ポカーンとしているキオンを見て、大きくため息を一つ、つくエンジュであった。
一時間後
キオン「さて、今度のジム戦なんだけど・・・」
何事も無かったかのように、ジム戦対策の話を始めた所は、尊敬すべき部分である(そうなのか?)
エンジュ「え〜と・・・アタシのピイとおんなじ、電気タイプのポケモンを使うジムだっけ。」
キオン「うん。何度か言ったけど、電気タイプの弱点は地面タイプのみ。そして僕らの手持ちの中には、地面タイプのポケモンどころか、地面タイプの技を覚えるポケモンも居ない。」
エンジュ「うっわ〜・・・どうするの?お兄ちゃん。」
キオン「心配は必要ない。クチバシティの先には、ディグダの穴と呼ばれるダンジョンが存在するんだ!」
エンジュ「はい?」
キオン「あれ?知らない?エンジュちゃん。」
エンジュ「しらなーい!」
センセー教えてー!的なノリで言われる。本当に尊敬の尊の字も、持ってくれないんだからまったく・・・
エンジュ「ねーねー、ディグダの穴ってなーにー?」
キオン「はぁぁ〜・・・」
キオンのテンションが復活するまで、あと三分。
キオン「えっと。ディグダの穴って言うのは、何世紀か前に、突然ディグダ、ダグトリオ達の大移動が発生したんだ。その際に出来た穴だと言われているんだよ。因みに、何故大移動が発生したのかは不明とされているけど、予測ではその当時に、何かしらの自然災害(大規模)が発生したとされていて・・・」
ああ、またか。呆れて物も言えない。キオンは、何かを語り始めると己が満足するまで、決して会話をやめないのだ。

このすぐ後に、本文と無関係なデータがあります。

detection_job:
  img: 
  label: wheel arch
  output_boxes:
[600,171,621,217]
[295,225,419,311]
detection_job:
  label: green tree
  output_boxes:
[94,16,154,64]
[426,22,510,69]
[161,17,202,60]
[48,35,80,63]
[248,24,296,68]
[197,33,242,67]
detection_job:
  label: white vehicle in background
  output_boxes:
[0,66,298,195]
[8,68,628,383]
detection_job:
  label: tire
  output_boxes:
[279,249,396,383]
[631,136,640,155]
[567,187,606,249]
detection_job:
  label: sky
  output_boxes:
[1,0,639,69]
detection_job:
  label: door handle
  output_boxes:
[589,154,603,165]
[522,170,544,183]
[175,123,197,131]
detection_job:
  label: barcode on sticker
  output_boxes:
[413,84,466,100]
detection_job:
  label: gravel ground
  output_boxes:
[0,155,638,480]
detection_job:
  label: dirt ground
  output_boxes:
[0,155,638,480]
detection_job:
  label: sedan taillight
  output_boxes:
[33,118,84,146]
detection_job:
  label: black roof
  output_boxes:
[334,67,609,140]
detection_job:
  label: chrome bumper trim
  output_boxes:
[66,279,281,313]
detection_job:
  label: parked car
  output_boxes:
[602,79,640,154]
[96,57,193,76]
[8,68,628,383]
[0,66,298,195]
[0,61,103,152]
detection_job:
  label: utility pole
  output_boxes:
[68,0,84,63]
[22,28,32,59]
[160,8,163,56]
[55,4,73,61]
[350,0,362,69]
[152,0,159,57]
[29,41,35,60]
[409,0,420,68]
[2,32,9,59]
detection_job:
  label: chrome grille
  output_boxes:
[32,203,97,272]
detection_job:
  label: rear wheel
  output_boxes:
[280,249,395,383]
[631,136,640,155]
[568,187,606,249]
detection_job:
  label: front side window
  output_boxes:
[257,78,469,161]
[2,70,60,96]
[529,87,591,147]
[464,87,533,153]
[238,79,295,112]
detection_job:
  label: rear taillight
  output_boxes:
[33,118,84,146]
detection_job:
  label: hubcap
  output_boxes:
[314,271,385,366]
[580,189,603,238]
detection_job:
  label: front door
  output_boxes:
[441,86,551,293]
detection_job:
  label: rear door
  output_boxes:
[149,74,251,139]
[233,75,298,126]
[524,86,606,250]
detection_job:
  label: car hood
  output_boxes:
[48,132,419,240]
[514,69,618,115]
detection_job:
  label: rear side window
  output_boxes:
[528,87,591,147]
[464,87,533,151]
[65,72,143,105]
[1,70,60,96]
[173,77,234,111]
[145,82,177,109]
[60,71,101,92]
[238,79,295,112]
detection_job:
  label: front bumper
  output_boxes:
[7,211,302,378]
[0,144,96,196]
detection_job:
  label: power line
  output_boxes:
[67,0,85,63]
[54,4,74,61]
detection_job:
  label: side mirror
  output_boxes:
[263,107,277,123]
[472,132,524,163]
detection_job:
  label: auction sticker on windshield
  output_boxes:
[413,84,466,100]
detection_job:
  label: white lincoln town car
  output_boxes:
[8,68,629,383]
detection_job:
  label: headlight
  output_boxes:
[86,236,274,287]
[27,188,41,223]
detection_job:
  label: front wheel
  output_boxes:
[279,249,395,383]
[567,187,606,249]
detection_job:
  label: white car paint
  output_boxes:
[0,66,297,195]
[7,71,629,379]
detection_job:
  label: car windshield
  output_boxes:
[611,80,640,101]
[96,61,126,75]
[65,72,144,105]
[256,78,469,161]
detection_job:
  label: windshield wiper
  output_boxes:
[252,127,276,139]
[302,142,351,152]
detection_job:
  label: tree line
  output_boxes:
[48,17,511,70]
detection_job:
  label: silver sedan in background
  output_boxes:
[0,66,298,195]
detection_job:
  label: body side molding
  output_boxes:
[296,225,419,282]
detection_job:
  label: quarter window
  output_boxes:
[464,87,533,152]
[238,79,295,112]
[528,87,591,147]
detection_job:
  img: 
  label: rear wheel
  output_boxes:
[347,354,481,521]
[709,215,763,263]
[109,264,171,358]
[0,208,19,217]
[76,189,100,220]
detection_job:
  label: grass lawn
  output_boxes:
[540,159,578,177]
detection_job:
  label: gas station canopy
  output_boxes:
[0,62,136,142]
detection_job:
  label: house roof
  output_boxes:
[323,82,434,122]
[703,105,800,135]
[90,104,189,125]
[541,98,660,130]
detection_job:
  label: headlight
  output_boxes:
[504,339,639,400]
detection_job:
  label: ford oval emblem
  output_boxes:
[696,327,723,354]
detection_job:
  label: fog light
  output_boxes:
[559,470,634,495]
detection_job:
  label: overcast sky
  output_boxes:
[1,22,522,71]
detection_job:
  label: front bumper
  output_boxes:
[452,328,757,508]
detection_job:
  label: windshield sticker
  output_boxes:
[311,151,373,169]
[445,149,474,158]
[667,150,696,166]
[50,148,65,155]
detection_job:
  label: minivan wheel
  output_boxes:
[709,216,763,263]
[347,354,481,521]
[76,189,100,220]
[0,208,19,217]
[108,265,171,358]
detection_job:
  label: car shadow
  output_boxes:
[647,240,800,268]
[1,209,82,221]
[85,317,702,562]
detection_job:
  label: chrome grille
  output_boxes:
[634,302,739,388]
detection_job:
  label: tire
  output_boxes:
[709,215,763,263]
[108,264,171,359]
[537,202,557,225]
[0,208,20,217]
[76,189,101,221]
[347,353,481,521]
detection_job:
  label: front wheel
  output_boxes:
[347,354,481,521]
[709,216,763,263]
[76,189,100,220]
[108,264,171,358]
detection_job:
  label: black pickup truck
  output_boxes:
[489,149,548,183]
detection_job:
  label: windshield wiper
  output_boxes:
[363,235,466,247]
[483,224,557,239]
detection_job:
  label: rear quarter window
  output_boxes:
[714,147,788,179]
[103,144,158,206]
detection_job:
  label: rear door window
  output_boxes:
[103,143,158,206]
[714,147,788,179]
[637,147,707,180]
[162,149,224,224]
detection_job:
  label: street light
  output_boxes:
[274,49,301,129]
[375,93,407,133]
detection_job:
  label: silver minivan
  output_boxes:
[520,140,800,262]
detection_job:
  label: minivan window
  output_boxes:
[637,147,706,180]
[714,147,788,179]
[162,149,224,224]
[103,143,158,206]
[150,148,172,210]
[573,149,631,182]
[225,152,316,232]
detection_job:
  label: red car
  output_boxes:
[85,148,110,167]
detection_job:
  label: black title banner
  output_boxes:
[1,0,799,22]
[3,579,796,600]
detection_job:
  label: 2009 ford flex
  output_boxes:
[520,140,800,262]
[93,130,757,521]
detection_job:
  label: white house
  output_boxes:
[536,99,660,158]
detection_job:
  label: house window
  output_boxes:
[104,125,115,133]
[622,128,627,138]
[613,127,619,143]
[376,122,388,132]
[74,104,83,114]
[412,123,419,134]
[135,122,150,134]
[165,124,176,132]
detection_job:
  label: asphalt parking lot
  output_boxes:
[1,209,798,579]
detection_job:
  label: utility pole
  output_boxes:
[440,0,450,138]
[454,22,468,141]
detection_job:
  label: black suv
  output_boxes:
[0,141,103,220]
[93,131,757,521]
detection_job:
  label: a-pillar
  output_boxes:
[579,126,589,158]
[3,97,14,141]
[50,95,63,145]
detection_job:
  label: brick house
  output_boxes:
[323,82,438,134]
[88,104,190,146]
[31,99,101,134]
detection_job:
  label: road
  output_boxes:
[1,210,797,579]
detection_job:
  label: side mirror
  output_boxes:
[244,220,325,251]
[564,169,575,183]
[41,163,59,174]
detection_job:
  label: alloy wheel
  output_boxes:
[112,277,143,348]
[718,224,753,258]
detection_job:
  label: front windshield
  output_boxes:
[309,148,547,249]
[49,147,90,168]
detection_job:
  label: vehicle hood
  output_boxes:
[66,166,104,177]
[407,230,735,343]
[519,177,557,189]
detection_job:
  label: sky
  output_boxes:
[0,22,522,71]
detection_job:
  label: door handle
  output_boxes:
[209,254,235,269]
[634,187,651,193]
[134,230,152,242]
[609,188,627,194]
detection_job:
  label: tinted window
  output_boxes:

ただ意見を述べているだけならば、すぐにでもやめさせるのだが・・・
キオン「ここからは僕の意見なんだけど、自然災害の内容は、大規模な地震によって発生した大津波だと思うんだ!だって、ディグダの穴には今でも海水の後と思われる地層が残されていてね・・・」
エンジュ「へえ・・・」
そこには、バトルの時でも滅多に見られない、満面の笑みがあふれている。だから。
エンジュ「きょうみなくても、お兄ちゃんに質問したりするのよねー。」
キオン「地層調査を、完璧に行えば太古の昔に滅んでしまったポケモンのDNAが検出されるかもしれなくてー・・・」
エンジュ「はぁい!そこまでぇ!!」
キオン「ふぁっ!?」
エンジュ「で、何でディグダの穴にアタシ達はいくの〜?」
キオン「あ。えっと、そこには野生のディグダやダグトリオ達が生息してるんだよ。彼らは地面タイプだからね・・・」
エンジュ「あ〜わかった!いきたい!」
キオン「じゃあいこっか。」
ほら、と手を差し伸べられた。その手は、男のものとは思えないほど綺麗で、小さくて。
それでも不覚にも、己の顔が熱くなるのが分ってしまって。相手は、全く気付いて無いけれど。
何時からだったろう。
彼の笑顔が、いつも幸せな気持ちを届けてくれているのは。
それに、不本意ながら気付いてしまった自分。
ほんの少しだけでいい。彼と沢山の思い出を作る時間が欲しい。